Industrial copilots fail when every query goes through one generic prompt. A robust design uses specialized modes and agents coordinated by a central router.
Four-Layer Copilot Pattern
- Intent Router: classify query into direct response, retrieval, workflow, or deep investigation.
- Tool Registry: unified catalog of built-in tools, external connectors, and workflow tools.
- Planner: generate an execution plan with dependency-aware parallel groups.
- Executor: dispatch tools, stream traces, aggregate evidence, summarize actions.
Routing Skeleton
async function route(query, context) {
if (context.forceMode) return { mode: context.forceMode };
const cls = await classifyQuery(query, context); // LLM or rules+LLM
// modes: direct_llm | rag_qa | workflow | agent | deep_agent
return cls;
}
Dynamic Tool Registry
class ToolRegistry {
constructor() {
this.tools = new Map();
this.categories = new Map();
}
register(tool) {
this.tools.set(tool.name, tool);
if (!this.categories.has(tool.category)) this.categories.set(tool.category, []);
this.categories.get(tool.category).push(tool.name);
}
getToolRegistryForLLM() {
return [...this.categories.entries()].map(([cat, names]) => ({
category: cat,
tools: names.map(n => this.tools.get(n))
}));
}
}
Planner Output Contract
{
"goal": "Investigate process drift and propose corrective actions",
"steps": [
{"id": 1, "tool": "query_digital_twin", "parallel_group": 1},
{"id": 2, "tool": "query_process_runs", "parallel_group": 1},
{"id": 3, "tool": "query_maintenance_history", "parallel_group": 1},
{"id": 4, "tool": "search_documents", "parallel_group": 1},
{"id": 5, "tool": "summarize", "parallel_group": 2}
]
}
Parallel Executor Pattern
async function executePlan(plan, context, runTool) {
const grouped = groupBy(plan.steps, s => s.parallel_group || 1);
const results = [];
for (const groupId of Object.keys(grouped).sort((a,b) => Number(a)-Number(b))) {
const groupResults = await Promise.all(
grouped[groupId].map(async step => ({
stepId: step.id,
tool: step.tool,
result: await runTool(step.tool, step.parameters || {}, context)
}))
);
results.push(...groupResults);
}
return results;
}
Traceability and UI Feedback
- Emit
step_start,step_complete, andtool_resultevents. - Store raw tool outputs for tables/charts.
- Persist final reasoning to a decision trace store for future precedent search.

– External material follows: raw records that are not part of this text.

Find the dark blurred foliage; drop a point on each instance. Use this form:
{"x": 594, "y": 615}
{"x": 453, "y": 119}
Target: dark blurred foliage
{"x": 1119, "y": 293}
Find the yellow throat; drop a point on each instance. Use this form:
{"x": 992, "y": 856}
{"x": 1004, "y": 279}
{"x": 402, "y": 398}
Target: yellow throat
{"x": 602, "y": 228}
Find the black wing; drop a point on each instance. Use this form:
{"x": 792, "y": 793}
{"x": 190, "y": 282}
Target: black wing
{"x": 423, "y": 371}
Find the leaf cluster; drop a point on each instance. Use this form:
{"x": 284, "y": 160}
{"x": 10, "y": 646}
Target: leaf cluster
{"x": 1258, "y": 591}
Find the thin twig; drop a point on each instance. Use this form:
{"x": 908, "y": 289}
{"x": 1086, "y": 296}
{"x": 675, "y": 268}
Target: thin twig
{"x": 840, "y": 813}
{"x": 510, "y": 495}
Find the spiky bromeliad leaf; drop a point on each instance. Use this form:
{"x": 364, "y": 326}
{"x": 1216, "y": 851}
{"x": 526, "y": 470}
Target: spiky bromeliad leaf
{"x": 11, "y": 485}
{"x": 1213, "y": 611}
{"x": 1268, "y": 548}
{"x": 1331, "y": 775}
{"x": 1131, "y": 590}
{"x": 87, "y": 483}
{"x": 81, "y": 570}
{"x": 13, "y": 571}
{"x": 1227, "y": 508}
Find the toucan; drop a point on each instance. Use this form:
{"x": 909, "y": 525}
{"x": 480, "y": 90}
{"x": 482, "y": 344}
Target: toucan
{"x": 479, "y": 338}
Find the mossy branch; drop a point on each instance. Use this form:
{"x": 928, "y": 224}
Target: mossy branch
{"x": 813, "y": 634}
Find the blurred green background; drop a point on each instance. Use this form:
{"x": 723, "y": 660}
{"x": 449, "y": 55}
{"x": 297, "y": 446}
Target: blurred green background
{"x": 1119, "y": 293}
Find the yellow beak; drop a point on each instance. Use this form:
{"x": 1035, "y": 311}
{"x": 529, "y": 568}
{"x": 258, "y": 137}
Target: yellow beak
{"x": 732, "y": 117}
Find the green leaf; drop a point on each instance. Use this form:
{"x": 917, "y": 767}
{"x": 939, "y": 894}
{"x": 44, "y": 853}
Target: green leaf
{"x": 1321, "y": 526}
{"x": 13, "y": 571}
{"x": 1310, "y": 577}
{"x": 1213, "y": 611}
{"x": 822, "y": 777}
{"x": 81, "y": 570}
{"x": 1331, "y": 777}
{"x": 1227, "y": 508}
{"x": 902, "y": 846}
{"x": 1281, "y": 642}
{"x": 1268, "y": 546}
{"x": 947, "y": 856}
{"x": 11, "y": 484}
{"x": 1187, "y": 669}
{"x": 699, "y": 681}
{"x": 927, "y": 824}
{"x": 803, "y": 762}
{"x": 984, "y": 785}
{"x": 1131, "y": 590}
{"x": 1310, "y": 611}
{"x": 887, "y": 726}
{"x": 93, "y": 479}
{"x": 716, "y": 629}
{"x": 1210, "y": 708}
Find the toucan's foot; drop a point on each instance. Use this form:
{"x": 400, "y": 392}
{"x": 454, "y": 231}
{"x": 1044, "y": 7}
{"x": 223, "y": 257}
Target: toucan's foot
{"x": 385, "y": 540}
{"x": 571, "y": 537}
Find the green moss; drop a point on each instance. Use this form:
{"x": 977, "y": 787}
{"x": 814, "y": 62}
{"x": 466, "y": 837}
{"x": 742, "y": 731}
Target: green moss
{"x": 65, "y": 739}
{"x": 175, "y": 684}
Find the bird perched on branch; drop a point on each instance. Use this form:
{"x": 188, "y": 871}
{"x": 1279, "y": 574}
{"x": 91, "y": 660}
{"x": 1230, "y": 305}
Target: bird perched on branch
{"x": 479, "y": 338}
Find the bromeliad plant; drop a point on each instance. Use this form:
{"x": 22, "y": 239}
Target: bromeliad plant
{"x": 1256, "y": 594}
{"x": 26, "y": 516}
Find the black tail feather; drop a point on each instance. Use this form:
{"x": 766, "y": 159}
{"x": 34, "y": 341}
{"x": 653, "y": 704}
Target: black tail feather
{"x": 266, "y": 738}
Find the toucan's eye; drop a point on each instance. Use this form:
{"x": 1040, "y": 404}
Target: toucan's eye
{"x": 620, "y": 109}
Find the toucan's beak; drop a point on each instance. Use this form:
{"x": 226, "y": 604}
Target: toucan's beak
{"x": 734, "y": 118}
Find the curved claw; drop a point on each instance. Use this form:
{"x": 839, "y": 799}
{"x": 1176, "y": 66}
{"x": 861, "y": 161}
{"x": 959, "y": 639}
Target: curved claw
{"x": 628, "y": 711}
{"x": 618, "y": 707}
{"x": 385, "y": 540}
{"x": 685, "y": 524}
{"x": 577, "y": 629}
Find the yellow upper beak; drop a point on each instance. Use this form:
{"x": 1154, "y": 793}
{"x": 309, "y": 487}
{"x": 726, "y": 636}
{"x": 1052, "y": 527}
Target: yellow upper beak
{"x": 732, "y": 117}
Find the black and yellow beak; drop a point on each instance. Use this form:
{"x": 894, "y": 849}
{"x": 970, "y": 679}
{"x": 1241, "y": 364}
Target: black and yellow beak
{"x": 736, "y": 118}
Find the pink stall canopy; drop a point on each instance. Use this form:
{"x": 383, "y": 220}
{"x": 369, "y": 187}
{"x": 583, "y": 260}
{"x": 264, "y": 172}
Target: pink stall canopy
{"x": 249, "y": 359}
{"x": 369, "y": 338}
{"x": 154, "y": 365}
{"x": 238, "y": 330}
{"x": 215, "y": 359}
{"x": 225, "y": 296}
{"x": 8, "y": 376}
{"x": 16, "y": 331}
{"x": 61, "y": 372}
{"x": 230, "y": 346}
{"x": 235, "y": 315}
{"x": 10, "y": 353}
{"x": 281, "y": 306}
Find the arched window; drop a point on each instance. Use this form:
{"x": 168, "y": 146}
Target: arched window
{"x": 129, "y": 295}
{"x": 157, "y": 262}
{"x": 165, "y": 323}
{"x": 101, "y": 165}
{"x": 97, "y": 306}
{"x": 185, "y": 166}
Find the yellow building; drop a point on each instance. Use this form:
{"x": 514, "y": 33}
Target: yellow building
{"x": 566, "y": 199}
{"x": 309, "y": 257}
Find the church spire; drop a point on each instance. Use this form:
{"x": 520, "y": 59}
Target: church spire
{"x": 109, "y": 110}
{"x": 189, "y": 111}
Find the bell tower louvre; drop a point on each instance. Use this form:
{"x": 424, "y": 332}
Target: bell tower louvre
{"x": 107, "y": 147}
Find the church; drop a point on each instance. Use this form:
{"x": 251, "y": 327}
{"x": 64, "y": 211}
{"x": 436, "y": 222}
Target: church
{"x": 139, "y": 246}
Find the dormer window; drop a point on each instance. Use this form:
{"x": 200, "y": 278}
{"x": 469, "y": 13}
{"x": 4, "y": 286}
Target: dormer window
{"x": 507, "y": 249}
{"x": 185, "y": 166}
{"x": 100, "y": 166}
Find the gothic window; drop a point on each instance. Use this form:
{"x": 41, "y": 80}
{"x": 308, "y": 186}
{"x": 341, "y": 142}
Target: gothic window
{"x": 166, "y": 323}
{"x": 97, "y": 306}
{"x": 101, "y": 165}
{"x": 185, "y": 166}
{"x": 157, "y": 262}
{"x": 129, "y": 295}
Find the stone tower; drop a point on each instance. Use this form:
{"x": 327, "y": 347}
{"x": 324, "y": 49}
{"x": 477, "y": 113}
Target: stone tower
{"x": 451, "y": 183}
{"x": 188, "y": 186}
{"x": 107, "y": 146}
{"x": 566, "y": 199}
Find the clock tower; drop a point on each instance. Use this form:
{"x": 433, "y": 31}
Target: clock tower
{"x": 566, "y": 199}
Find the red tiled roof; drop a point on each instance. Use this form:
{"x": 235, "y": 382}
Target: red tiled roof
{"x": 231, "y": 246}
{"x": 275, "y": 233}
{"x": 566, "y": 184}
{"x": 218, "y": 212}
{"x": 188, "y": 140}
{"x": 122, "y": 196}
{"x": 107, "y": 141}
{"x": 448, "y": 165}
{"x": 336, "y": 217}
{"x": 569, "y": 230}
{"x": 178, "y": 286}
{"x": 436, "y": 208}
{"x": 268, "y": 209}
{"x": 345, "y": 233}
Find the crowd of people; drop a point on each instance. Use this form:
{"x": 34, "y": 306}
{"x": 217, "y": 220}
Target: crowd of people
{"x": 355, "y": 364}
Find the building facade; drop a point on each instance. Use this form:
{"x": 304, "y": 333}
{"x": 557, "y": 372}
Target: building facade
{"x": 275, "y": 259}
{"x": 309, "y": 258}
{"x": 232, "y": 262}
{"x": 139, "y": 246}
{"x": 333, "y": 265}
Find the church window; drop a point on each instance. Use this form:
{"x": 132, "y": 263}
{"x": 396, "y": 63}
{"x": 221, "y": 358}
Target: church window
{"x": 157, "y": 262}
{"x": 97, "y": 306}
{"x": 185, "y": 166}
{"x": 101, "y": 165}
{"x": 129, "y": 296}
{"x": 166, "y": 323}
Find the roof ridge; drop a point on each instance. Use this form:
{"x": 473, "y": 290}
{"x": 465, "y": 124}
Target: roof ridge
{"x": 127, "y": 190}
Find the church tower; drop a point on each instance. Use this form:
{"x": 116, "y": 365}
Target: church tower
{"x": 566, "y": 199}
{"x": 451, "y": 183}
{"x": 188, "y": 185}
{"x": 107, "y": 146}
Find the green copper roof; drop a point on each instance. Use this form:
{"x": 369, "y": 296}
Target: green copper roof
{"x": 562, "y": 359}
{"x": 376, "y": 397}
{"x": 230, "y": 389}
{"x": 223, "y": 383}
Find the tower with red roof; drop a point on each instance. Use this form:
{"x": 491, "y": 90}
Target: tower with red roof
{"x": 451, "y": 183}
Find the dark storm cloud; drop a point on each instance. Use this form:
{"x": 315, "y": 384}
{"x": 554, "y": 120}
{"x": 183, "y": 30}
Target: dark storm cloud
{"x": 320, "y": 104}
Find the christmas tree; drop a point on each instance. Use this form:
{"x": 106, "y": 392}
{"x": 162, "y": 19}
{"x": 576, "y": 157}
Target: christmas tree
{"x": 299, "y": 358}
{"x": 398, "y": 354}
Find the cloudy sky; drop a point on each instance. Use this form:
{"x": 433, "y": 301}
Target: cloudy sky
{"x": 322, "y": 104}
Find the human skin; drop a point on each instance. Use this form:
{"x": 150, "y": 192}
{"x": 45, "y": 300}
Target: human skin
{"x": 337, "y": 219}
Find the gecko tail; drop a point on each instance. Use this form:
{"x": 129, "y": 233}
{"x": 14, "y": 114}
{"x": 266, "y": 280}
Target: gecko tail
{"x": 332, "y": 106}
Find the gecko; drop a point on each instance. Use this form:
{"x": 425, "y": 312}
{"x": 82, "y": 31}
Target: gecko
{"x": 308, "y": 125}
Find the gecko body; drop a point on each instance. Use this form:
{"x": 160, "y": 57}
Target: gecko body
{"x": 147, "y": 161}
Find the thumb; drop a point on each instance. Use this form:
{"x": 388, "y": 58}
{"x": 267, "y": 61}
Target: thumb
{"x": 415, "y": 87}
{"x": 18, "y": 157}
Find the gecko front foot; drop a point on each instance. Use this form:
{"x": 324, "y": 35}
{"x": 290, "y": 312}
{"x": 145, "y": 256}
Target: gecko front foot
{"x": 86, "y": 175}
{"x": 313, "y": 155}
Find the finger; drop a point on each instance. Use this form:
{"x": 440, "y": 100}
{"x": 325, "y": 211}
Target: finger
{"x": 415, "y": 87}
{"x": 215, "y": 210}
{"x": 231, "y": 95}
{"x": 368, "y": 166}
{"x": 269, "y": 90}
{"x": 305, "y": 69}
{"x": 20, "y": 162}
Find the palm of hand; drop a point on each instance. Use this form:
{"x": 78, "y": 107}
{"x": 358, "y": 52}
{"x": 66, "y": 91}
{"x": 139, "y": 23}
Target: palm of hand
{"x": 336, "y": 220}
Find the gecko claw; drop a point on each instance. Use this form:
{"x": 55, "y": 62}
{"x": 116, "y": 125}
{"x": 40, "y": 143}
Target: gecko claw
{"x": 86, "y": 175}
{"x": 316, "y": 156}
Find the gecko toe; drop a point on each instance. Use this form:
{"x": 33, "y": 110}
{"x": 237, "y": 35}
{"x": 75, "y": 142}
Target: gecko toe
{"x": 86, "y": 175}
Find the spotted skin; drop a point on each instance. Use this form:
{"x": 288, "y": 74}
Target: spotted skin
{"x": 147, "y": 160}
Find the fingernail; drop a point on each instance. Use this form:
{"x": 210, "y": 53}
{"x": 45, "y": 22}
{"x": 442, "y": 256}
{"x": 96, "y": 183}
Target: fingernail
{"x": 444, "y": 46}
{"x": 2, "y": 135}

Design Rules That Keep It Reliable
- Prefer deterministic handlers for high-risk operations.
- Use LLM planning, but keep guarded fallback plans.
- Constrain database access to allowlisted tables and schemas.
- Always synthesize with explicit evidence sections and actionable next steps.
If you implement these four layers, your copilot becomes more than chat: it becomes a multi-agent execution system that can investigate, explain, and improve operations with auditable outputs.